Dito isto, e dando o valor que é merecido, não podemos, digo eu, correr o risco de nos rendermos por completo, de abandonar o nosso carácter e cultura traduzindo tudo, desde o passeio ao pôr do sol à corrida de corta mato, agora “sunset” e “trail run”. Não devemos desistir de trabalhar nas palavras dando nomes em inglês a tudo, não devíamos relegar para segundo plano os portugueses como a senhora que queria marcar férias num estabelecimento no seu país e que só o podia fazer em inglês ou o português que entra num restaurante em Portugal e não se consegue fazer entender na sua língua.
Cosmopolitismo não significa toda a gente comunicar em inglês, significa, como eu o entendo, haver gente de toda a proveniência que se entende entre si e consegue fazer coisas em conjunto, com influências de todo o lado. Se o sítio onde se está tem a sua língua, ancestral, rica e largamente suficiente para exprimir e descrever tudo o que é preciso, usa-se essa. Não temos que ir a correr “atrás do Americano” como o Carlos da Maia e o João da Ega no fim D’Os Maias, cena que ficou como simbolismo desta particular atitude portuguesa: tudo o que vem de fora é bom e temos que nos dobrar para perceber e nos dar a perceber aos outros.
Vou continuar a chatear os meus amigos e conhecidos estrangeiros insistindo em falar com eles em Português a maior parte do tempo e até a comunicação ser impossível, encorajando-os a errar, a não ter vergonha de falar mal porque mesmo falando pouco e mal estão a progredir, a mostrar que se interessam, que se esforçam, que respeitam e querem verdadeiramente entender, comunicar, e fazer parte. Obviamente há os que não querem fazer parte de nada além do seu círculo de amigos, claro que respeito isso. Aprender uma língua dá trabalho, não é simples para todos, como já vimos nem sequer é necessário e felizmente não é obrigatório. Não pretendam é depois dizer que percebem, que conhecem e que fazem parte.

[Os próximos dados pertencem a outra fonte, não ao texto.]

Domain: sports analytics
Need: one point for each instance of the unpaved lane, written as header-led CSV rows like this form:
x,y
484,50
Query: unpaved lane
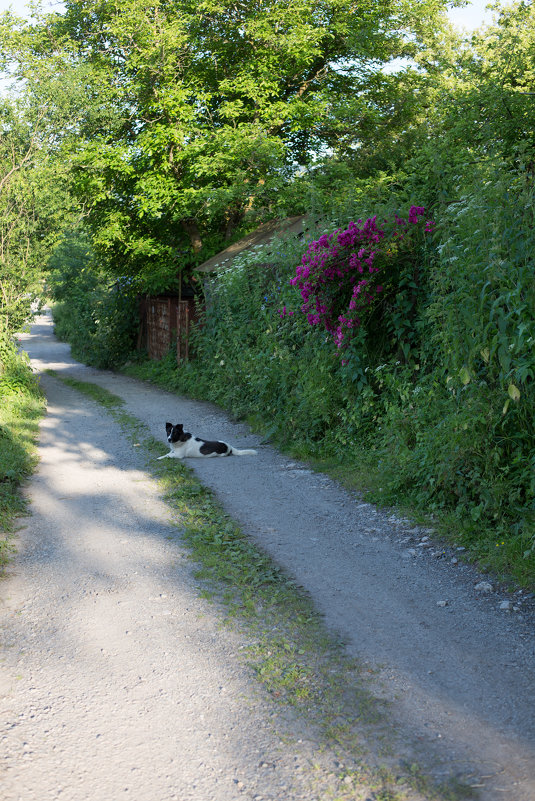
x,y
461,675
116,681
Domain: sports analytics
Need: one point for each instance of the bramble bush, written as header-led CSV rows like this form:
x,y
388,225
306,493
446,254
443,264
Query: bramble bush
x,y
429,395
96,314
368,277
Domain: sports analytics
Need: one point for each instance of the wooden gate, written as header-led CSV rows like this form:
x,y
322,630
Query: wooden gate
x,y
165,323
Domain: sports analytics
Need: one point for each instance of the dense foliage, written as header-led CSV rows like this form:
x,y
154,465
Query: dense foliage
x,y
401,348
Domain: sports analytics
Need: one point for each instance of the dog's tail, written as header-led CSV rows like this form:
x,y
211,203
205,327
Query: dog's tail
x,y
246,452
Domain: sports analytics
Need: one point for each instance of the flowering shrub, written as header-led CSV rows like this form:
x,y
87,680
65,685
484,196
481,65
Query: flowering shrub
x,y
344,276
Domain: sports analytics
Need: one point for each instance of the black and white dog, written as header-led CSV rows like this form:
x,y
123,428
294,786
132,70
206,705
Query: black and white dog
x,y
184,444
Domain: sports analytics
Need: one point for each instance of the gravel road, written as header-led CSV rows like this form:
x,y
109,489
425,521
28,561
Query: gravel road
x,y
117,680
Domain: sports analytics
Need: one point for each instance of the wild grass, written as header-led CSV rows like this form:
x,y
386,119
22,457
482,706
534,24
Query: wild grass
x,y
301,667
22,405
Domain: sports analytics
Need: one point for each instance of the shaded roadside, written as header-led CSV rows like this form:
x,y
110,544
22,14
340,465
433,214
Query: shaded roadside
x,y
459,674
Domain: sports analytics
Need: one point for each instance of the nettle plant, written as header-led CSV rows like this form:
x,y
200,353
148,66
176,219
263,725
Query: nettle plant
x,y
369,271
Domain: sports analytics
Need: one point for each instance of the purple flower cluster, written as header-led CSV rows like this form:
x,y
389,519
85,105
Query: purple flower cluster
x,y
338,277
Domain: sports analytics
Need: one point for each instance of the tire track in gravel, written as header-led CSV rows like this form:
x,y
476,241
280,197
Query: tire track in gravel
x,y
460,676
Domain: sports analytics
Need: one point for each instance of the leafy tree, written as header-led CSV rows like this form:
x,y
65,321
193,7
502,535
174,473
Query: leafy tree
x,y
197,113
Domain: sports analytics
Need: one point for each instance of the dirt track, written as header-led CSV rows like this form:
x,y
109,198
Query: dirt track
x,y
117,682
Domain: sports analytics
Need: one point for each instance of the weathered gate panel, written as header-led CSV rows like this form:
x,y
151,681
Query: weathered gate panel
x,y
165,323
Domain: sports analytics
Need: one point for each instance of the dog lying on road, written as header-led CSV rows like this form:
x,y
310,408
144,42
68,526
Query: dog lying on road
x,y
184,444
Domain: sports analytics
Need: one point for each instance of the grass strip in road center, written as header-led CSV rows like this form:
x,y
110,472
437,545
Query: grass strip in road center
x,y
303,668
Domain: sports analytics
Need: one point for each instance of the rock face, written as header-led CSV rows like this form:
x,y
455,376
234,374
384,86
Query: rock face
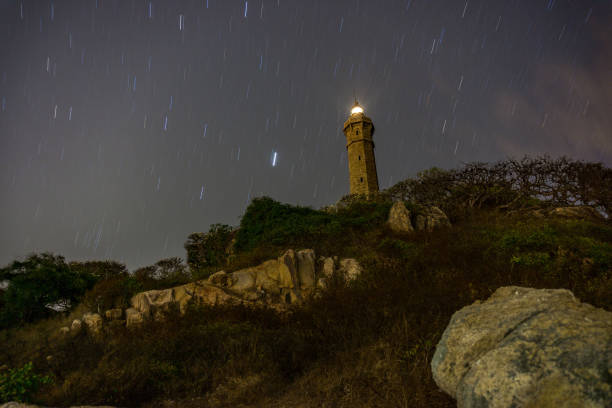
x,y
113,314
527,348
93,321
399,218
435,218
583,212
289,279
76,325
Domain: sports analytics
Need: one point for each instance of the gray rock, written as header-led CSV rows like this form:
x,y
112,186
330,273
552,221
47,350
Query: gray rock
x,y
133,317
399,218
419,222
93,321
329,266
221,279
435,218
350,268
527,347
306,268
113,314
76,325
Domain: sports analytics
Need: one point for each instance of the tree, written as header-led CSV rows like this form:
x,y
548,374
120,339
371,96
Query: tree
x,y
100,269
37,285
209,249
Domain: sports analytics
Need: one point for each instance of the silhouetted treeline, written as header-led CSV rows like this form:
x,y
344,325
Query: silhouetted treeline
x,y
511,184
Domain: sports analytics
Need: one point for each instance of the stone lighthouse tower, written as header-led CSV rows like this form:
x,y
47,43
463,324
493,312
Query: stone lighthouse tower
x,y
359,130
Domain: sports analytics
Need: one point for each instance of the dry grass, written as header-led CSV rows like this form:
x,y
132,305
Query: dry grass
x,y
369,344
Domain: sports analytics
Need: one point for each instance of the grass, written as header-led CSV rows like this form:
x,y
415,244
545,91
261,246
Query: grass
x,y
365,345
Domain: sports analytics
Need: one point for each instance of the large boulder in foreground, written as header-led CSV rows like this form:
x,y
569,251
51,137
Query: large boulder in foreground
x,y
527,347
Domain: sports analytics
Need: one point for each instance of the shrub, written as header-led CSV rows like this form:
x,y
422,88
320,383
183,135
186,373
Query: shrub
x,y
20,384
268,222
38,285
539,181
209,250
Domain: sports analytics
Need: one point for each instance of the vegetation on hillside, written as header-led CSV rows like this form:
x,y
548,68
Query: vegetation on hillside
x,y
363,345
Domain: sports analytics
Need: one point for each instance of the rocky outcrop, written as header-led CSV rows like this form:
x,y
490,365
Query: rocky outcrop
x,y
583,212
93,321
278,283
435,218
399,218
113,314
527,347
76,325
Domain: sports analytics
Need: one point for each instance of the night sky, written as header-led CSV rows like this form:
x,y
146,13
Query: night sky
x,y
126,125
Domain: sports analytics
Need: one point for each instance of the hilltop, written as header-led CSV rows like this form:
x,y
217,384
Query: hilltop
x,y
538,223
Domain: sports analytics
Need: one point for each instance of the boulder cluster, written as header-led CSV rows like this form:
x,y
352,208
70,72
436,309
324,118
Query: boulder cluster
x,y
529,348
277,283
401,220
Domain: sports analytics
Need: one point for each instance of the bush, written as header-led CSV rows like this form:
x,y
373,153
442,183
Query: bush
x,y
268,222
114,292
539,181
20,384
39,285
209,250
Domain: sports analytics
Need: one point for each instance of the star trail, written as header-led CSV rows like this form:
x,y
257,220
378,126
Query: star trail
x,y
126,125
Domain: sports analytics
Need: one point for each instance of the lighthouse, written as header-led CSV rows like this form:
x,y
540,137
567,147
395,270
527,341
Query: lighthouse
x,y
359,130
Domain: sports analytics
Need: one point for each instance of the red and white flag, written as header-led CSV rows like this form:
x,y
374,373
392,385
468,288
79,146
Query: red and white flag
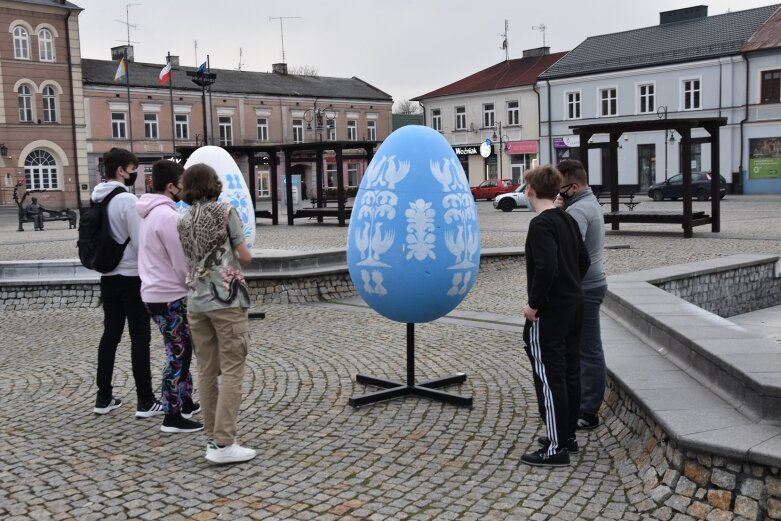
x,y
165,74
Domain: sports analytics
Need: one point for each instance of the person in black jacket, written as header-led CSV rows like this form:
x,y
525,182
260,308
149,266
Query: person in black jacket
x,y
556,261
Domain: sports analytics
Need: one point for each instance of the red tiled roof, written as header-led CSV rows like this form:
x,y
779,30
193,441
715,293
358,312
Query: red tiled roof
x,y
506,74
768,36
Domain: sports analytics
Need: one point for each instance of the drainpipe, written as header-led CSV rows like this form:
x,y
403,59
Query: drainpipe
x,y
550,128
742,123
73,110
539,116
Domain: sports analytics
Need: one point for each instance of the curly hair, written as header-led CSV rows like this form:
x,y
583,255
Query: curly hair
x,y
200,182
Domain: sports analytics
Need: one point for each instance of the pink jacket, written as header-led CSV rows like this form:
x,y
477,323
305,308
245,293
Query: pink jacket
x,y
162,265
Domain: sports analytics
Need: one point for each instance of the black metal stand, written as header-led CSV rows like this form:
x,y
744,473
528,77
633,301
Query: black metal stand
x,y
428,389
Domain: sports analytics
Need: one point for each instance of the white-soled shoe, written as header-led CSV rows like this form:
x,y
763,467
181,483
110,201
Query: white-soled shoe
x,y
228,454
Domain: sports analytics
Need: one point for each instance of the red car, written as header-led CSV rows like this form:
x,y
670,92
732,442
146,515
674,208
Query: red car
x,y
492,187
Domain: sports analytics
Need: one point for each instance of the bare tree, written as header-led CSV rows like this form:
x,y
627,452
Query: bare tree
x,y
304,70
407,107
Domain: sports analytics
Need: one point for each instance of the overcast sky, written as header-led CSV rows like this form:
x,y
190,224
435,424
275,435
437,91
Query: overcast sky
x,y
403,47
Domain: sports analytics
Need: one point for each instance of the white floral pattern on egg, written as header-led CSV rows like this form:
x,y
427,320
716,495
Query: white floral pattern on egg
x,y
413,244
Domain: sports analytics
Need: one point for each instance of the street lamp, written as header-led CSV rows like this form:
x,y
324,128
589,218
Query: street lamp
x,y
203,80
317,115
502,139
669,135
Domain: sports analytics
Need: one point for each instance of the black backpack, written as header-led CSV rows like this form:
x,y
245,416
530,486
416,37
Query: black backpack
x,y
97,249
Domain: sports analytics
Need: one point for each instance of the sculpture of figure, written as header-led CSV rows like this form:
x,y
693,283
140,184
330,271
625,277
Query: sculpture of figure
x,y
35,212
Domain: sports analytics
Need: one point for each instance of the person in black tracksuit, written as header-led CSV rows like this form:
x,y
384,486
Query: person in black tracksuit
x,y
556,261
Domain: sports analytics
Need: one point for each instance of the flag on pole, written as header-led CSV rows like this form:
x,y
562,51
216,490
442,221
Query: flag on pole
x,y
121,73
165,74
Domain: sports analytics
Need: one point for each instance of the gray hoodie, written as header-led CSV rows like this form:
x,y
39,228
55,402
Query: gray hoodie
x,y
124,222
585,209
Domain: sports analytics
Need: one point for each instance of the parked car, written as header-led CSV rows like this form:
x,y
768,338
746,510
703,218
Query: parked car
x,y
512,200
673,187
490,188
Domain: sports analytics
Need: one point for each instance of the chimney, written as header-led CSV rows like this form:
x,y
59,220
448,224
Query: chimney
x,y
119,52
681,15
539,51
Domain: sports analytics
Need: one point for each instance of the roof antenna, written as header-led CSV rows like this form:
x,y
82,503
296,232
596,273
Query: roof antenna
x,y
281,31
540,28
127,23
505,43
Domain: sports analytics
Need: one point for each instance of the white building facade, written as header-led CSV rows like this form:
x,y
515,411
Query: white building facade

Jorge Ventura, Nascido em Leiria em 1973, quase se licenciou em Ciências Sociais mas abandonou no último ano para prosseguir uma carreira de skipper de iates, profissão que exerceu entre 1999 e 2018 tendo navegado o equivalente a 12 vezes a circunferência da Terra e passado por mais de 60 países. Aportou de emergência nas Lajes das Flores em 2005 e foi amor à primeira vista. Vive nas Lajes desde 2011 e é actualmente presidente do Clube Naval de Lajes das Flores.